Sixty-four (48%) of 133 children with hematologic malignancy who were admitted to three pediatric ICUs died. Children who required management because of airway obstruction or after general anesthesia had the best outlook (mortality rate of 7% or less); those children who required major circulatory support or mechanical ventilation for hypoxemia did poorly (mortality rate of 84% or greater). Certain conditions in children with hematologic malignancy that require intensive care are associated with a mortality rate of approximately 75%. These include the following: suspected sepsis, interstitial pneumonitis, encephalopathy due to sepsis or hemorrhage. In children with these life-threatening conditions, therapy must be improved because at this stage, the patients do not benefit from admission to the ICU.

Effects of mechanical ventilation on cardiopulmonary function in children after open-heart surgery.

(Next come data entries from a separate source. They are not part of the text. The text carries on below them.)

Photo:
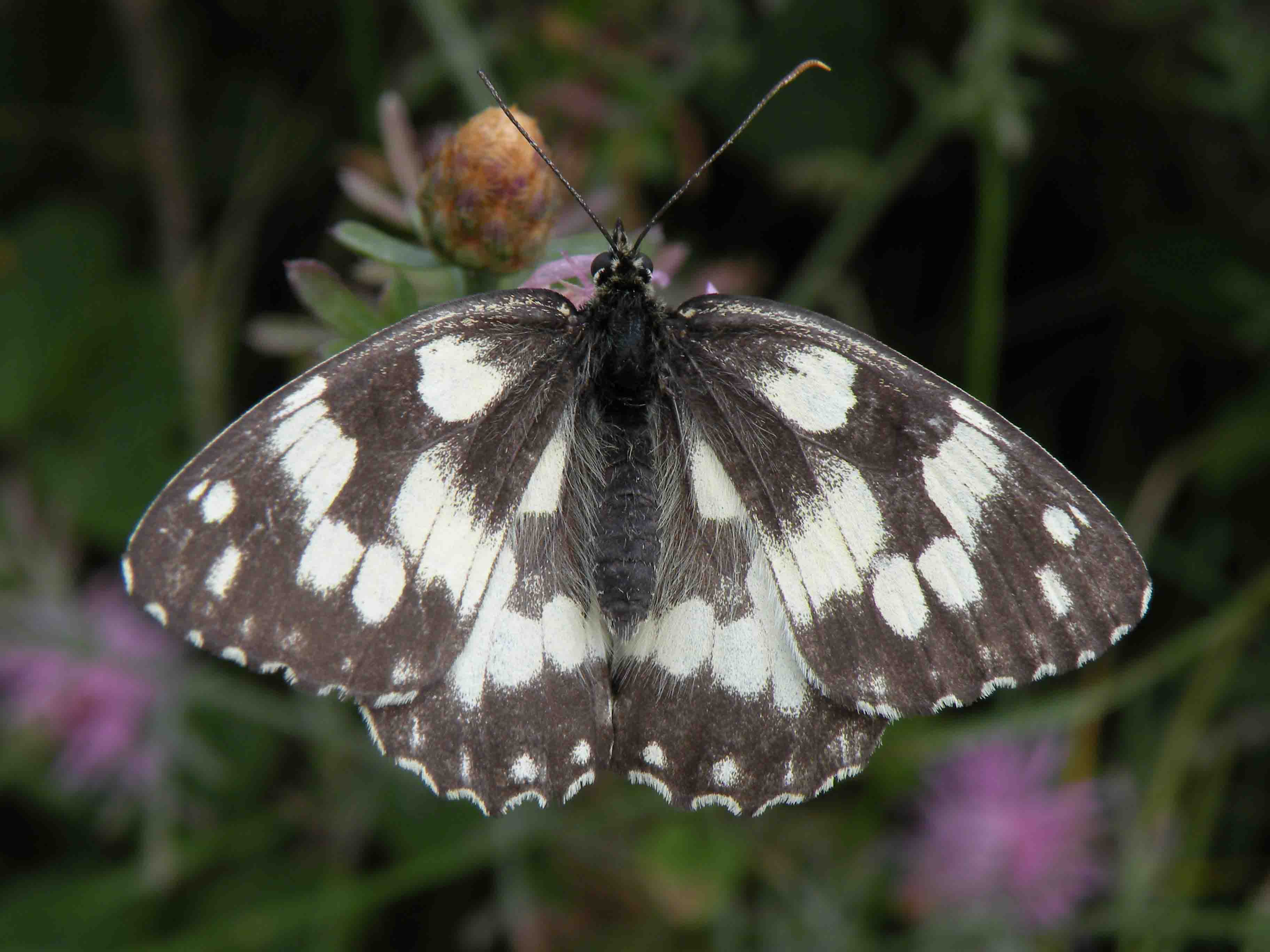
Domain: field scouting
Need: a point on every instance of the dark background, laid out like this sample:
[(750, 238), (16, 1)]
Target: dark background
[(1064, 207)]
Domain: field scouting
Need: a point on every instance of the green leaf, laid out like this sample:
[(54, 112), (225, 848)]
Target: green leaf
[(399, 300), (331, 300), (373, 243)]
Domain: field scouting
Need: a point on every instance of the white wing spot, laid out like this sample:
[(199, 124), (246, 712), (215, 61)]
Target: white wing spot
[(516, 652), (991, 686), (854, 507), (525, 770), (971, 415), (738, 659), (543, 492), (588, 777), (370, 728), (317, 456), (379, 584), (898, 597), (949, 572), (416, 767), (1055, 592), (728, 804), (726, 772), (651, 781), (961, 476), (395, 697), (1060, 526), (456, 381), (654, 756), (813, 390), (470, 796), (792, 799), (713, 489), (684, 636), (568, 638), (525, 799), (853, 771), (306, 393), (221, 576), (329, 559)]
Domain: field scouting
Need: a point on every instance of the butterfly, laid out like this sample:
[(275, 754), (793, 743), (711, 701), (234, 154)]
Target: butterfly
[(717, 548)]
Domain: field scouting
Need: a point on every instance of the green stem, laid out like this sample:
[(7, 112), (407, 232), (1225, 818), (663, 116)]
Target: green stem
[(859, 213), (456, 43), (988, 282)]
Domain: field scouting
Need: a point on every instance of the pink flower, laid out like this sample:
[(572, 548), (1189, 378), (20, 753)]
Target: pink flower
[(96, 707), (997, 837)]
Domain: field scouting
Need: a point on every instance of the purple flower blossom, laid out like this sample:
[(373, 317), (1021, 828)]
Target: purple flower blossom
[(96, 706), (999, 837)]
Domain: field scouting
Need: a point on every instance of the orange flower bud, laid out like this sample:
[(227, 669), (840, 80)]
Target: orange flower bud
[(487, 198)]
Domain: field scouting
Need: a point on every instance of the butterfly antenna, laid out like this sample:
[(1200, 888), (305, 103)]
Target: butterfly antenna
[(550, 164), (793, 76)]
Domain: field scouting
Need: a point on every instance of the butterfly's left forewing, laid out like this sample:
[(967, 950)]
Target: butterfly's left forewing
[(713, 705), (390, 526), (926, 552)]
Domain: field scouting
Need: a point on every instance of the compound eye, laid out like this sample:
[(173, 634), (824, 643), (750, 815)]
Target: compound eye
[(602, 267)]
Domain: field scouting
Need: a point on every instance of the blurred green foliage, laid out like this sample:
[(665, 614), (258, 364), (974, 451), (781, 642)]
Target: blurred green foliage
[(1062, 206)]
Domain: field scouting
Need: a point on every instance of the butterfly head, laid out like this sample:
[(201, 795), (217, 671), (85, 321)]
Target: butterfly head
[(623, 266)]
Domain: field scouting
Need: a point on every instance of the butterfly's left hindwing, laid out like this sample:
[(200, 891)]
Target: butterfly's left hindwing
[(389, 526), (926, 552), (713, 705)]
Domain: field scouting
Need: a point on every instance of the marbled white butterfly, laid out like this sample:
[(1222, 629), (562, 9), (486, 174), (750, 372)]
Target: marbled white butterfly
[(715, 548)]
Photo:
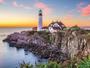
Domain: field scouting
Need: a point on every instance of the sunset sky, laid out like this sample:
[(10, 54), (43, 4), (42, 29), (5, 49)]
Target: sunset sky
[(24, 13)]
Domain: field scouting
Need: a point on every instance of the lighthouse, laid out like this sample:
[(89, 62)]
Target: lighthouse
[(40, 20)]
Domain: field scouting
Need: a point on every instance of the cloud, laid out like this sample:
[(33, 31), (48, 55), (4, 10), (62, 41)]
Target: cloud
[(69, 15), (15, 4), (43, 6), (1, 1), (84, 9)]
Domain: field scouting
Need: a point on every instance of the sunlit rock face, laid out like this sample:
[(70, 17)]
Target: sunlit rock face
[(72, 43), (57, 46), (56, 26)]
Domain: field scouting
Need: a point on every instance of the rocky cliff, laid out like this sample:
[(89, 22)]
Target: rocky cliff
[(58, 46)]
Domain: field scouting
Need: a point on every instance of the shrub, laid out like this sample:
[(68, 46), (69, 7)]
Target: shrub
[(84, 63)]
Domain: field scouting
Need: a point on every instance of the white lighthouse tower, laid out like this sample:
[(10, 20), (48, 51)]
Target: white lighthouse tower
[(40, 20)]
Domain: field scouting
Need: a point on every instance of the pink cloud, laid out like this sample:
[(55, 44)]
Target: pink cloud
[(15, 4), (69, 15), (84, 9), (43, 6), (1, 1)]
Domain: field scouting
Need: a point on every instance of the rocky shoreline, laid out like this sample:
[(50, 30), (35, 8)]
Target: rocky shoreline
[(59, 47)]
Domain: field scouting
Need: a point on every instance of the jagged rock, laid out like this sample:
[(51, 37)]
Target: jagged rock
[(59, 46)]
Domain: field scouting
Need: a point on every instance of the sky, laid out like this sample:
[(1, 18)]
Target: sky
[(24, 13)]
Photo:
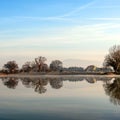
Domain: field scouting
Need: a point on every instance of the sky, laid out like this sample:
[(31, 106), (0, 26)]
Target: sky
[(77, 32)]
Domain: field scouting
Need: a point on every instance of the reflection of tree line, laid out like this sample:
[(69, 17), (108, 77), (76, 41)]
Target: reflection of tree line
[(111, 85), (112, 89), (38, 84)]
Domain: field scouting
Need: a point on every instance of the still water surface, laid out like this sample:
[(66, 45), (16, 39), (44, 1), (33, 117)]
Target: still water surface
[(60, 98)]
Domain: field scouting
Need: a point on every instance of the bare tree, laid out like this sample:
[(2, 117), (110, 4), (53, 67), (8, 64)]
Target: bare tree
[(28, 66), (40, 62), (113, 58), (56, 65), (10, 67), (112, 89)]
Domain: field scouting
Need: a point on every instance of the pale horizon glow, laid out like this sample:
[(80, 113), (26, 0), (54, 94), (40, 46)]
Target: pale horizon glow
[(78, 31)]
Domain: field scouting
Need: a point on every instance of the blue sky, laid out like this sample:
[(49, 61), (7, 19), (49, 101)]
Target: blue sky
[(58, 29)]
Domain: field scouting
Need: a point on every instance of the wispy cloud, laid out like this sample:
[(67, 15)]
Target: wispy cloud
[(76, 10), (63, 17), (105, 19)]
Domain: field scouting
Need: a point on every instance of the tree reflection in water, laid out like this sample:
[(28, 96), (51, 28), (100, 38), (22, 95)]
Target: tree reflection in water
[(56, 83), (37, 83), (10, 82), (112, 88)]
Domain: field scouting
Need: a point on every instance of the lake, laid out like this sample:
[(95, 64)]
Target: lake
[(81, 98)]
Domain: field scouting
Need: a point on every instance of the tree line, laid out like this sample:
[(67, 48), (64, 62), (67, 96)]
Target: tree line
[(112, 59)]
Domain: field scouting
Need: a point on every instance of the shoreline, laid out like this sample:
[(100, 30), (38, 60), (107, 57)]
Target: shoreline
[(56, 76)]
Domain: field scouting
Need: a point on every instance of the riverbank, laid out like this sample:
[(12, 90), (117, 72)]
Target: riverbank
[(56, 76)]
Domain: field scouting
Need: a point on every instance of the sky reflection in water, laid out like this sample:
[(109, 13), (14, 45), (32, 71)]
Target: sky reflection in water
[(60, 98)]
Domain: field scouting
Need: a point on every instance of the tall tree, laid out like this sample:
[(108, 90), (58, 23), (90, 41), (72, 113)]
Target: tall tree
[(10, 67), (113, 58), (40, 62)]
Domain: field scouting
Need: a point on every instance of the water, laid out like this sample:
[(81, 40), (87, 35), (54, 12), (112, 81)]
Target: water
[(60, 98)]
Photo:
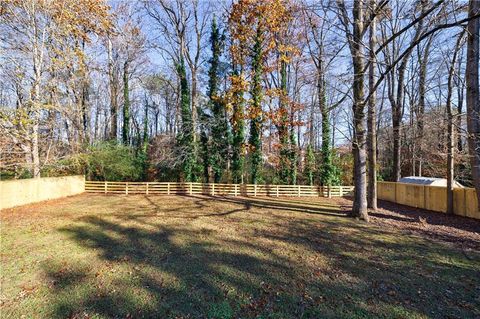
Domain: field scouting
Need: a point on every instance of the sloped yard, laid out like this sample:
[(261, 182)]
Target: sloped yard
[(96, 256)]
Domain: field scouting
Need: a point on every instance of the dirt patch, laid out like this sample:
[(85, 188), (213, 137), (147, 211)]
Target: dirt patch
[(462, 232)]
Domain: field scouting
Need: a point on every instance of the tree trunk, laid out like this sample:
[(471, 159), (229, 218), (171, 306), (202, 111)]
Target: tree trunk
[(450, 128), (113, 94), (473, 94), (422, 88), (126, 106), (371, 119)]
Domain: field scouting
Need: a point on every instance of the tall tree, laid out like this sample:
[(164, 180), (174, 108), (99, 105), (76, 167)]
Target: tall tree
[(126, 105), (372, 115), (238, 87), (185, 141), (451, 126), (219, 150), (355, 41), (256, 117), (473, 92)]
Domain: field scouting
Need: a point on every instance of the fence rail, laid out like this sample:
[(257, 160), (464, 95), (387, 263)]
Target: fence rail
[(430, 197), (166, 188)]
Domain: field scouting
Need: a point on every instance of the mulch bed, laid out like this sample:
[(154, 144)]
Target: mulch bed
[(459, 231)]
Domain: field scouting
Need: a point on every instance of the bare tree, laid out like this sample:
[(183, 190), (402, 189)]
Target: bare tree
[(473, 92)]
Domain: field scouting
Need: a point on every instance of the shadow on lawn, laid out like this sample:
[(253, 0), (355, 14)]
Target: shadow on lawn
[(182, 271)]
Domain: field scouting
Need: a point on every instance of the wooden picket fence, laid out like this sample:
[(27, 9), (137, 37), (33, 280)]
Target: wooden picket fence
[(168, 188), (433, 198)]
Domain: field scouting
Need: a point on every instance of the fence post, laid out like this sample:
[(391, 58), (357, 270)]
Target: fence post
[(395, 191), (424, 198)]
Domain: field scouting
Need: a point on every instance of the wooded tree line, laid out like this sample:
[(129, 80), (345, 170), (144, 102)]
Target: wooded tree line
[(324, 92)]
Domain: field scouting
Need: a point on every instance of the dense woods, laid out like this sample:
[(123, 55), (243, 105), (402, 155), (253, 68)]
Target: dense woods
[(286, 92)]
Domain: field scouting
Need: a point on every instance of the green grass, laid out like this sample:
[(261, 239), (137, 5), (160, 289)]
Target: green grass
[(95, 256)]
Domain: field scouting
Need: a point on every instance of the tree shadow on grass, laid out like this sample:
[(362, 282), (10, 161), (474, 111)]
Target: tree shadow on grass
[(178, 270)]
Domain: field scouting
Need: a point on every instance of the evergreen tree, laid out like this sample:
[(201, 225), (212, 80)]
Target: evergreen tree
[(126, 106), (255, 139), (292, 158), (205, 145), (185, 137), (219, 147), (329, 174), (238, 127), (284, 169)]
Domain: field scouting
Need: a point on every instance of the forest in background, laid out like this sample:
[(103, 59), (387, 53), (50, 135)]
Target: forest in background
[(311, 92)]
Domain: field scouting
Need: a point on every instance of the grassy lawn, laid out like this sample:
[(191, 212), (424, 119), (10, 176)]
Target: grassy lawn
[(93, 256)]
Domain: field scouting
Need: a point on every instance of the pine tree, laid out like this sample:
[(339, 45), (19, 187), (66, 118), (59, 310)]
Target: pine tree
[(255, 139), (309, 165), (185, 137), (219, 148), (238, 127), (284, 169), (328, 171), (126, 106), (292, 158)]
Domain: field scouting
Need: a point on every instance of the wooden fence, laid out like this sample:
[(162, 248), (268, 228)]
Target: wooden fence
[(157, 188), (25, 191), (430, 197)]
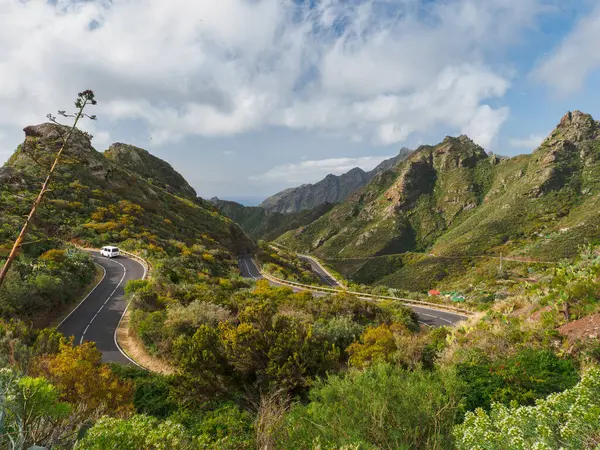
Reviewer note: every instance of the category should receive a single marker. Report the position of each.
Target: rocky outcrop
(158, 172)
(123, 194)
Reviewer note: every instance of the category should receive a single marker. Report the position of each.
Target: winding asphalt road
(96, 318)
(323, 276)
(427, 316)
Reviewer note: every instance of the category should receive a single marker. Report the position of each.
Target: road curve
(96, 318)
(427, 316)
(325, 278)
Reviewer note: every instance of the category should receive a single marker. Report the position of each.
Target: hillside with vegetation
(257, 366)
(260, 224)
(331, 189)
(453, 199)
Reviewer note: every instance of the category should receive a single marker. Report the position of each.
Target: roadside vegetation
(256, 366)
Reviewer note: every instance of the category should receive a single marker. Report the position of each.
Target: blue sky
(247, 97)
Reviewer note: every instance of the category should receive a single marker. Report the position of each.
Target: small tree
(83, 99)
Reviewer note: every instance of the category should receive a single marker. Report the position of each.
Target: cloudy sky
(246, 97)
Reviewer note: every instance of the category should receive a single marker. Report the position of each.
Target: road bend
(427, 316)
(96, 318)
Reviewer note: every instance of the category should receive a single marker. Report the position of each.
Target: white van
(110, 252)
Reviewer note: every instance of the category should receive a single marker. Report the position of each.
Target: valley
(451, 274)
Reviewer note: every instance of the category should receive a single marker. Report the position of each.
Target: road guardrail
(409, 301)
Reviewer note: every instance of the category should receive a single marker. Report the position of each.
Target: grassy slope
(259, 224)
(96, 202)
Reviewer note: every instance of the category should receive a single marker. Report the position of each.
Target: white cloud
(315, 170)
(528, 143)
(485, 125)
(219, 68)
(568, 66)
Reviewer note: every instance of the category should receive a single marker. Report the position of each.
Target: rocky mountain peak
(148, 166)
(578, 126)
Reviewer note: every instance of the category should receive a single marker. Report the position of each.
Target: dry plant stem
(38, 200)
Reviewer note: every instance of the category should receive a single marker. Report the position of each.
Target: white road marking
(248, 268)
(86, 297)
(104, 304)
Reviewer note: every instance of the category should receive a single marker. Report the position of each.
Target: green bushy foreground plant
(383, 406)
(567, 420)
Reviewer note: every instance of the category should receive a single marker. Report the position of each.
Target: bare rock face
(571, 146)
(577, 126)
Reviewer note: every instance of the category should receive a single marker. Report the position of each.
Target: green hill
(97, 198)
(152, 169)
(261, 224)
(454, 199)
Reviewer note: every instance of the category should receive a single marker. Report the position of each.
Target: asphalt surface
(325, 279)
(427, 316)
(97, 317)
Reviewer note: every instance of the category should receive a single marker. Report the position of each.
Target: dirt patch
(132, 346)
(582, 329)
(538, 314)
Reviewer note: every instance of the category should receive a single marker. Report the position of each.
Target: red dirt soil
(582, 329)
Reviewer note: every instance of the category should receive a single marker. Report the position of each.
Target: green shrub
(381, 407)
(568, 420)
(529, 375)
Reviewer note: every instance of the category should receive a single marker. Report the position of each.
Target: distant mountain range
(455, 199)
(332, 189)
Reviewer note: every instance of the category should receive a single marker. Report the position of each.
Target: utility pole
(83, 99)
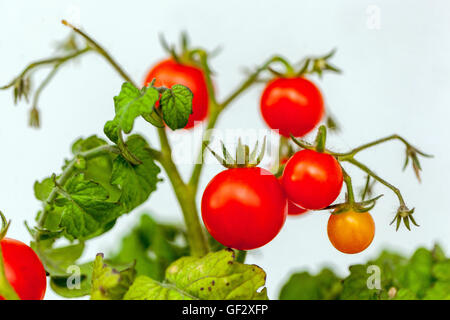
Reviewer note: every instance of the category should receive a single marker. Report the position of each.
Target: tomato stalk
(216, 110)
(403, 213)
(6, 290)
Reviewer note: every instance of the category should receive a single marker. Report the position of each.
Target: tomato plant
(243, 207)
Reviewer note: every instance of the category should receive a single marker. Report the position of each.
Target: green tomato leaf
(42, 189)
(136, 182)
(86, 208)
(176, 105)
(57, 260)
(418, 274)
(108, 283)
(439, 291)
(355, 285)
(405, 294)
(304, 286)
(152, 246)
(441, 270)
(75, 284)
(130, 104)
(214, 276)
(111, 129)
(98, 169)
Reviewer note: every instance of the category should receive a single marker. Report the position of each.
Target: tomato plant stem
(215, 112)
(59, 60)
(364, 168)
(98, 48)
(348, 183)
(186, 198)
(6, 290)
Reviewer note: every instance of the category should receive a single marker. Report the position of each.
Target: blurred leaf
(108, 283)
(153, 246)
(214, 276)
(176, 105)
(304, 286)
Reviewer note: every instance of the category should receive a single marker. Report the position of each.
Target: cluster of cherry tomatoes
(246, 207)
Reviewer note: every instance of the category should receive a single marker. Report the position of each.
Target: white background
(395, 80)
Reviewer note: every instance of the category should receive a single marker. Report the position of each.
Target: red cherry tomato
(351, 232)
(168, 73)
(244, 208)
(312, 180)
(23, 270)
(292, 105)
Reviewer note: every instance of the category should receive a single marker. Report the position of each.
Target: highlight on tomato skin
(24, 270)
(351, 232)
(168, 73)
(292, 106)
(295, 210)
(312, 180)
(244, 208)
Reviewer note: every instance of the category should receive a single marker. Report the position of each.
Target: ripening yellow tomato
(350, 231)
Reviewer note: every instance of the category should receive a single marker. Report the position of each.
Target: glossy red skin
(312, 180)
(293, 209)
(244, 208)
(24, 270)
(168, 73)
(292, 105)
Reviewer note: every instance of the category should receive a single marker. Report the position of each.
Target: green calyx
(197, 57)
(5, 226)
(243, 158)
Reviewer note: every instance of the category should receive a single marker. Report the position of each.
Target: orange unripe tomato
(351, 232)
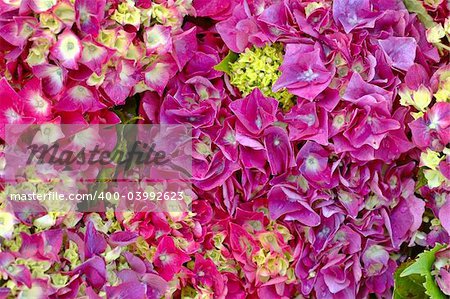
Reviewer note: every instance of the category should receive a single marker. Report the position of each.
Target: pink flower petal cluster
(317, 201)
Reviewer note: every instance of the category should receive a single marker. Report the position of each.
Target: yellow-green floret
(258, 68)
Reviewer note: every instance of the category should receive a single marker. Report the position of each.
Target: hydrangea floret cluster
(320, 132)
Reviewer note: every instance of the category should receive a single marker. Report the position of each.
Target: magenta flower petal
(400, 51)
(303, 72)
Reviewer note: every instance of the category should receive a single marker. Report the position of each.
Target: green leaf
(432, 289)
(415, 6)
(409, 287)
(224, 65)
(423, 263)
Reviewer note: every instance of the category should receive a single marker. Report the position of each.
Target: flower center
(258, 68)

The reduction in functional residual capacity (FRC) after anesthesia and thoracic surgery may result in atelectasis, hypoxia, and respiratory failure. Mechanical ventilation reverses the FRC reduction but may also decrease cardiac output and increase the pulmonary vascular resistance index (PVRI) in some patients.The cardiopulmonary effects of stopping mechanical ventilation after open-heart surgery were studied in 17 children. FRC, arterial pH, and Pao2 were significantly reduced, while Paco2, oxygen consumption, and right ventricular stroke work index significantly increased. Mean FRC on spontaneous respiration was below normal despite continuous positive airway pressure. PVRI increased significantly in patients whose FRC fell below 22 ml/kg on spontaneous respiration. The PVRI increase was most marked in patients with pre-existing pulmonary vascular disease. These results confirm the value of appropriate mechanical ventilation in the early postoperative management of children undergoing open-heart surgery, particularly those with pulmonary vascular disease.

Hemodynamic effects of dobutamine after cardiopulmonary bypass in children.

The synthetic inotropic agent, dobutamine, has reportedly increased cardiac output in adults after cardiopulmonary bypass with minimal side effects. Its use in children, after surgical correction of congenital heart disease, was tested by infusing the drug at 1, 4, 7, and 10 μg/kg min in 11 children. While significant increases in cardiac index above control (23, 23, and 16% at 4, 7, and 10 μg/kg min, respectively) were observed, this was achieved at the expense of significant increases in heart rate (15, 24, and 10%). This increase in heart rate (47% in one child) necessitated discontinuing the infusion in 4 subjects. There were also significant increases in systolic and mean blood pressure with no change in stroke volume or peripheral vascular resistance.The authors conclude that in children, dobutamine is an effective inotropic agent acting principally by stimulating β1-receptors in the myocardium producing a predominantly chronotropic effect without significant changes in peripheral vascular resistance. Given the intrinsically higher heart rate of children, the levels of tachycardia produced by the drug in some instances reach unacceptable levels and as such, may make dobutamine unsuitable for use in children after cardiopulmonary bypass.